# Part 2: Fundamental Aspects of MD Simulations

In the last part we understood the thermodynamic background and evolution of MD simulations technique. Here, we will look into some of the early challenges and developments in MD simulations. We will then understand some of the basic concepts and steps involved in performing a successful simulation.

## Early Simulations:

Before the 1940s, generally, people carried out analytical calculations manually. In most cases, women performed the computation under the lead of physicists. Around the late 1940s, electronic digital machines called computers became common and revolutionized the way physicists approached solving many-body problems. Calculations finally became mechanized.

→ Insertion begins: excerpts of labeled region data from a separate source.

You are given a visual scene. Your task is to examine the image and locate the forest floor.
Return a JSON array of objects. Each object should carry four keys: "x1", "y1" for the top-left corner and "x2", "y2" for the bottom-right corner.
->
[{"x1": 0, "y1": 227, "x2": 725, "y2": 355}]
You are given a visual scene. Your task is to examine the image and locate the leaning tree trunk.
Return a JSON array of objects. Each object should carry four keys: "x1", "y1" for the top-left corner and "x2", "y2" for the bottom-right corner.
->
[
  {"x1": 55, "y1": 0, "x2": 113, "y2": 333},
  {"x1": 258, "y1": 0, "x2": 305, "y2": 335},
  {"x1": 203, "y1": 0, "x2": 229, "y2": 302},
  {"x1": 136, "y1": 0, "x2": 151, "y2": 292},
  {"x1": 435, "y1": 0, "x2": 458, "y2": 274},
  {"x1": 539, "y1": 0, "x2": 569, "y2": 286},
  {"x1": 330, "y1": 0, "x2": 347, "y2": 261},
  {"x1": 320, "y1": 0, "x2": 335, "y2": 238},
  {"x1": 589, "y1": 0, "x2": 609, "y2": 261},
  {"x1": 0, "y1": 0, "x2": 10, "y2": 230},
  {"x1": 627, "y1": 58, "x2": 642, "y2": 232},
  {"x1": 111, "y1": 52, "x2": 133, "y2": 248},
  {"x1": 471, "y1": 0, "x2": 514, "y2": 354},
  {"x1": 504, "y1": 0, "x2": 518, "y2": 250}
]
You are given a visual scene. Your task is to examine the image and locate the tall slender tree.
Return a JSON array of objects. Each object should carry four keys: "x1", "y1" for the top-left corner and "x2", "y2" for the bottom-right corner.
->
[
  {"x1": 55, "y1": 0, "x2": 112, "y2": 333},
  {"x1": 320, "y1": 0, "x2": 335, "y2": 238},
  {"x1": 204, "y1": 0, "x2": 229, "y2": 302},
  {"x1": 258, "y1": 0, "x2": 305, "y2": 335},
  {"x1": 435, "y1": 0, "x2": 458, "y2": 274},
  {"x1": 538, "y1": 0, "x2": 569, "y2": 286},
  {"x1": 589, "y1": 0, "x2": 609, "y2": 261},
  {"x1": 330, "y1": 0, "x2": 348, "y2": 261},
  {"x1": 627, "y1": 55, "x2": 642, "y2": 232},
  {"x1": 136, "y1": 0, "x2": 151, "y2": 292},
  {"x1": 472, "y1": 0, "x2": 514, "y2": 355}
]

During WW2, mathematicians Jon Von Neumann and Stanislaw Ulam encountered the problem of studying neutron diffusion. The problem was too complex for analysis by trial-and-error method. So, they decided to go by the technique *Roulette Wheel* where the essential data about the occurrence of various events were known. The probabilities of separate events were merged in a step-by-step analysis to predict the outcome of the whole sequence of events. Upon applying the technique, they found tremendous success. This technique became popular and found application in various aspects of research studies.

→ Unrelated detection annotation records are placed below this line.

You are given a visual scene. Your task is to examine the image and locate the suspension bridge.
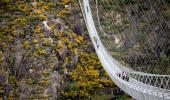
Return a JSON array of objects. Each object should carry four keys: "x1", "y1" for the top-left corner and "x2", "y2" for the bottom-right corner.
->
[{"x1": 79, "y1": 0, "x2": 170, "y2": 100}]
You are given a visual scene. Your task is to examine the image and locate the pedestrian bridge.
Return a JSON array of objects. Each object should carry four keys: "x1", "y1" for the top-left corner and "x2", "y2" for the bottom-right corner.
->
[{"x1": 79, "y1": 0, "x2": 170, "y2": 100}]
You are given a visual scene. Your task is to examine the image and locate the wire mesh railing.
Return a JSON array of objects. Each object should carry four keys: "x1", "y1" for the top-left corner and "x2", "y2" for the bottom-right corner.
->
[{"x1": 89, "y1": 0, "x2": 170, "y2": 75}]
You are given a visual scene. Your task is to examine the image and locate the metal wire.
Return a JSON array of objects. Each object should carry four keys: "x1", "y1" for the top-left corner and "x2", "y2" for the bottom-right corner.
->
[{"x1": 90, "y1": 0, "x2": 170, "y2": 75}]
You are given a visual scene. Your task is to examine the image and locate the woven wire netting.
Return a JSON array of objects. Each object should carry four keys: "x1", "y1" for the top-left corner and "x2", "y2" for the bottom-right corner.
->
[{"x1": 89, "y1": 0, "x2": 170, "y2": 75}]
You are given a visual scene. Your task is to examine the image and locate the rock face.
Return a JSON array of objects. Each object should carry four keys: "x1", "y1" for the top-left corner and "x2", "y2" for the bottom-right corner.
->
[{"x1": 0, "y1": 0, "x2": 82, "y2": 100}]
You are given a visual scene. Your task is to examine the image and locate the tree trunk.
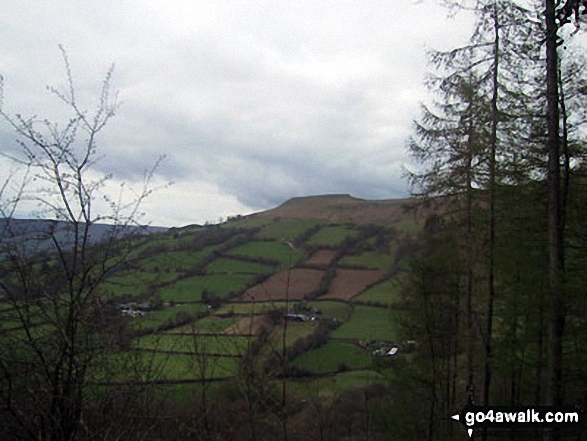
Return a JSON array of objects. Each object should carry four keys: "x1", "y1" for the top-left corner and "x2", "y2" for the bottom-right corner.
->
[{"x1": 545, "y1": 0, "x2": 565, "y2": 440}]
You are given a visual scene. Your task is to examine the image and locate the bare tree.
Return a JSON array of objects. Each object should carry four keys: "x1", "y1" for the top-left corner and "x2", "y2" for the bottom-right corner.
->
[{"x1": 0, "y1": 47, "x2": 159, "y2": 440}]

Following the success of earlier simulations using the Monte Carlo method, Molecular Dynamics (MD) simulations began to be used around the 1950s. The first paper based on MD was published in 1957 by B.J. Alder and T.E. Wainwright where they studied phase transition of hard-sphere systems^{i}. Later, Aneesur Rahman published *Correlations in the motion of atoms in Liquid Argon* in 1964. Stillinger published a paper in 1974 on *Improved simulation of liquid water by molecular dynamics*.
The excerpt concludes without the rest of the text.